Я быстро укрылся за осла и попытался обычным способом сдвинуть его вперед, но осел идти не хотел. Очевидно, рывок, прервавший мое любование Сенгида, был настолько силен, что обидел ишака и теперь сдвинуть его с места могли лишь экстраординарные меры. Тогда я достаю колючку, заколотую у меня в воротнике рубашки, и всаживаю ее под хвост ничего не подозревающему животному. «И-го-го», — кричит ишак, подпрыгивая на одном месте, а потом вместе с колючкой бросается вперед. «И-го-го», - то ли от обиды, то ли от боли ревет ишак, несется дальше и врезается в самый центр табунка отдыхающих зебр. Те молниеносно вскакивают и галопом скачут в сторону от этого загримированного чудовища. Ишак же, испугавшись зебровой прыти, останавливается и стоит как вкопанный. Я начинаю приближаться к нему, но он больше не верит мне и отбегает в сторону.

Тут я вспоминаю про Сенгида. Старик уже успел забраться на своего осла и сидит на нем, покатываясь со смеху. Я смотрю на него и тоже начинаю хохотать.

Когда мы кончаем веселиться, Сенгида отправляется ловить моего осла. Это ему удается, и мы вновь в полном составе отправляемся в путь. Но куда идти? Зебры, оказывается, отдыхали в низинке, а из нее ничего не видно. Мы выбираемся на равнину, но здесь тоже ничего не видно, кроме полутора дюжин жирафьих шей, маячащих на горизонте. В отсутствие Тиваса мы не можем объясняться, но нам обоим ясно, что надо возвращаться назад, к скале, и с ее высоты искать новый табун зебр. Так мы и поступаем.

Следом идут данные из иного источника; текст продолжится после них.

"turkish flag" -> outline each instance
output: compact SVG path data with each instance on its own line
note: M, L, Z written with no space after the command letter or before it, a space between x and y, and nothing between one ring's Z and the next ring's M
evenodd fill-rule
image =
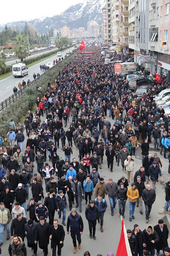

Тивас, сидя на скале, видел весь «спектакль». Но это не мешает ему и Сенгида пересказать друг другу все случившееся, отпуская, по-видимому, шуточки в мой адрес. Когда они наконец истощают весь свой юмор, я обращаюсь к Тивасу.

— Старик тебе говорил о многом, но что из этого самое интересное, самое главное?

— Он сказал, что никогда не надо быть ослом.

— Переведи Сенгида, что он годится мне в деды, и поэтому я на него не обижаюсь.

Старик уже высмотрел новое стадо. Паслось оно довольно далеко, километрах в двух от нас, но другого выхода не было. Шли мы быстро, так что примерно через час Сенгида вновь полез в свой колчан за стрелой, но теперь я старался не отвлекаться. Лишь когда мы остановились в каких-нибудь двадцати метрах от табуна и охотник взялся за лук, я ослабил контакты с ослом и стал наблюдать за происходящим. Оставаясь в согнутом положении, охотник подвинулся вперед и пристроился стрелять из-под ослиной головы. Но потом, очевидно, эта позиция показалась ему неудобной. Молниеносно встав, он одновременно натянул тетиву и, почти не целясь, выпустил стрелу. Она просвистела над спинами трех кобылиц и впилась в глаз стройному красавцу жеребцу. В то же мгновение, поняв что к чему, зебры пустились от нас наутек. Раненый жеребец бежал последним, правда, по субординации он и должен быть замыкающим. Впереди табуна всегда скачет умудренная опытом старая самка, за ней жеребята — от мала до велика, затем в той же последовательности, в порядке увеличения возраста, самки с молодыми и в самом хвосте — жеребец.